By David Jensen, MasterControl
Many medical device manufacturing businesses are busily exploring how to reduce the soaring costs of health care without putting the quality of care or patient safety at risk. One of the ways the industry is contributing is by repurposing single-use devices (SUDs).
Historically, devices designed to be used once had a short-lived life cycle. After a device served its purpose, it was simply discarded and replaced with a new one. Purchasing new SUDs drove up the cost of health care — it also added to the collection of discarded devices piling up in landfills. Now, by employing good manufacturing practices (GMPs) for medical devices, SUDs can be cleaned, sterilized, and restored to their original condition. Therefore, these devices can, and should, be reused.
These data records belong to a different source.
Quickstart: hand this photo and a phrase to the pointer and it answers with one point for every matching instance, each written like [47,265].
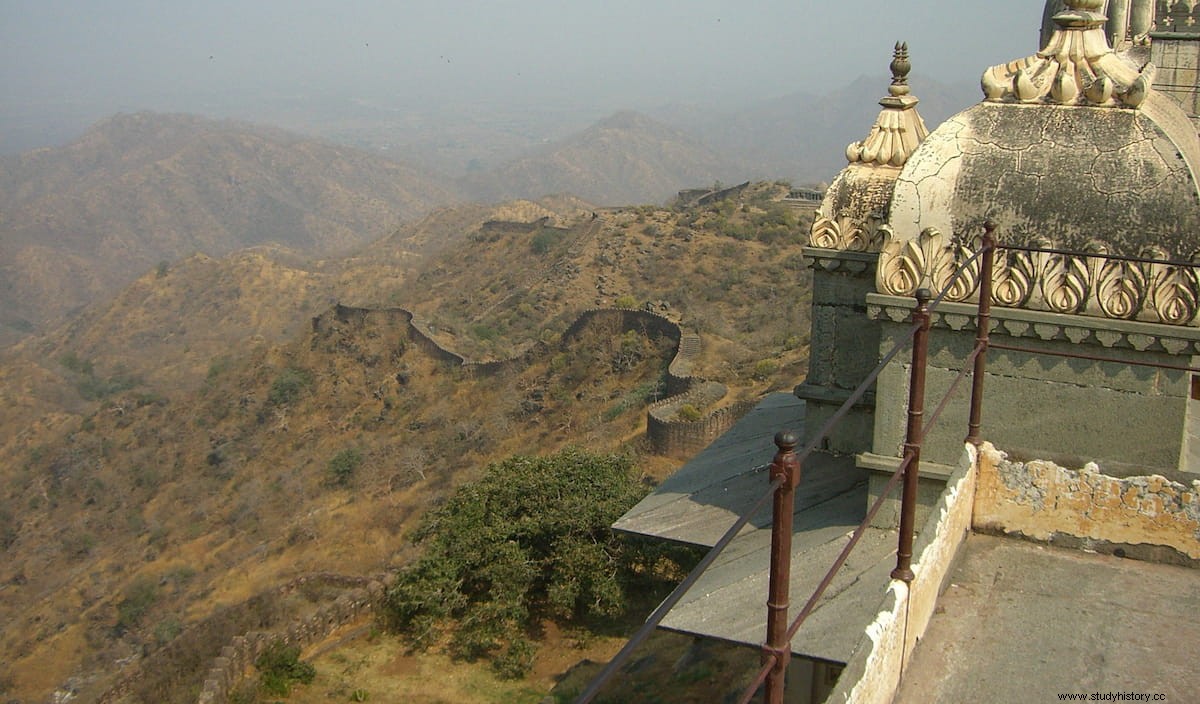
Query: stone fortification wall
[1150,517]
[235,659]
[666,433]
[519,228]
[175,667]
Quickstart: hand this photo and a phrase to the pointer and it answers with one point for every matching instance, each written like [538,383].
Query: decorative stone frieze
[1039,325]
[1079,284]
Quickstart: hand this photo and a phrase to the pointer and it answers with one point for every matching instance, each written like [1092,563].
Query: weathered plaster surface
[873,675]
[1067,173]
[1042,500]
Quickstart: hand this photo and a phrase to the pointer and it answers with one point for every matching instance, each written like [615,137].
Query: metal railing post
[912,439]
[983,324]
[787,467]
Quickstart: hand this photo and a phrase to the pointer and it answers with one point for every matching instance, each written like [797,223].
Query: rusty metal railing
[785,473]
[777,650]
[786,469]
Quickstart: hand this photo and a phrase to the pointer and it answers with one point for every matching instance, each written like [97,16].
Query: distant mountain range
[79,222]
[136,191]
[624,158]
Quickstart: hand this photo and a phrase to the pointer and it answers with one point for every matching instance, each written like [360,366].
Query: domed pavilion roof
[1072,144]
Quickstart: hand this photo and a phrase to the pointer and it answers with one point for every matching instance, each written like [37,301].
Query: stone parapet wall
[1125,404]
[873,674]
[1042,500]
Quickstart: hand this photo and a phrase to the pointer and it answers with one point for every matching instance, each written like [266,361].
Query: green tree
[531,540]
[288,385]
[280,667]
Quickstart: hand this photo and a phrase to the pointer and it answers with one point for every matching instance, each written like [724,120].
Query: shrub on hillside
[288,385]
[343,465]
[280,667]
[528,541]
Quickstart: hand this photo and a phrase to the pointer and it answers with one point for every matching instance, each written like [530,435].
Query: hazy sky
[177,54]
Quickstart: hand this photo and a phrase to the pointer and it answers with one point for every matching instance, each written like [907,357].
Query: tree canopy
[529,540]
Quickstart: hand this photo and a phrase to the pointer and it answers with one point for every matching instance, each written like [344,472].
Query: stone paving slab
[1027,623]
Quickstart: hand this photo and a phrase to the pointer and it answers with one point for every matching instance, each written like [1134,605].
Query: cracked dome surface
[1067,173]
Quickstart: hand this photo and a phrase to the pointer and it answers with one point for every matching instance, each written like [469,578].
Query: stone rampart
[237,659]
[666,433]
[177,666]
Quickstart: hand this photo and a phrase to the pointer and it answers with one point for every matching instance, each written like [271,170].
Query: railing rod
[949,392]
[809,607]
[1102,256]
[1093,357]
[858,393]
[676,595]
[753,687]
[883,362]
[845,552]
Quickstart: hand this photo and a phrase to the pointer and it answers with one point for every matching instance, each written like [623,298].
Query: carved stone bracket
[845,235]
[859,264]
[1078,284]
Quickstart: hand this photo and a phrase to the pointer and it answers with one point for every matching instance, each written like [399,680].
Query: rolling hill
[149,462]
[625,157]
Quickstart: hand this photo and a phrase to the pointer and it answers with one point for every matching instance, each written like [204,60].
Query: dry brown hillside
[186,446]
[625,157]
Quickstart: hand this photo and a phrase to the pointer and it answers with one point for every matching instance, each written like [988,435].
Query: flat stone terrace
[1027,623]
[706,497]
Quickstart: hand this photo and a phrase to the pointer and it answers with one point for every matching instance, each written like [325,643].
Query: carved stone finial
[900,67]
[1075,66]
[899,130]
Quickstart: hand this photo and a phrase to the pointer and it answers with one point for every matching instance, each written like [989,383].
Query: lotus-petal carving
[1065,283]
[1120,289]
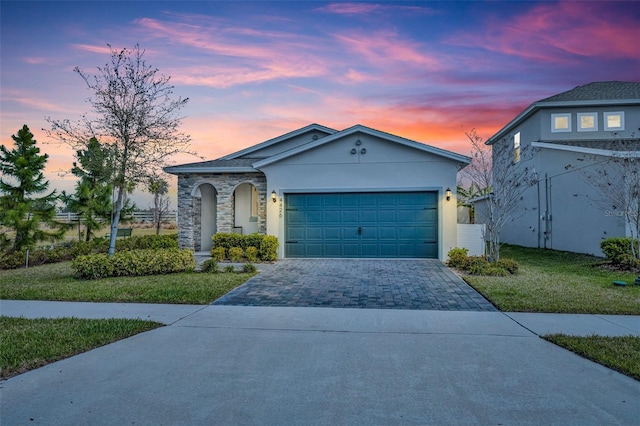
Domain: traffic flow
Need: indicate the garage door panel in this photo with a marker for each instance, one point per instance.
(369, 233)
(361, 225)
(332, 216)
(351, 250)
(369, 216)
(350, 216)
(333, 233)
(350, 233)
(388, 233)
(370, 250)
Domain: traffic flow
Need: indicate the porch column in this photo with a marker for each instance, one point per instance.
(185, 214)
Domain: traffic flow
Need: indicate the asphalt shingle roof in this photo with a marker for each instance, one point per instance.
(219, 163)
(599, 91)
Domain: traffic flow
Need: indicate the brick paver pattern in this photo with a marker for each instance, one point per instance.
(359, 283)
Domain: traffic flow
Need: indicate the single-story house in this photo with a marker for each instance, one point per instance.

Driven by a mission to “profoundly change the medical device industry, using innovative methods and compliant processes,” medical device remanufacturer Northeast Scientific, with the help of medical device manufacturing software, is making SUDs usable again. However, medical device manufacturing is accompanied by an exponential amount of paperwork, given that each device has a device history record (DHR). Managing all the necessary documentation for the many devices Northeast Scientific remanufactured was complex and prone to errors.
Using a modern manufacturing execution system like MasterControl Manufacturing Excellence means there are no more lost or damaged documents, no more waiting for documentation to be completed, and no more searching through filing cabinets and boxes to find a record and scan it for an audit.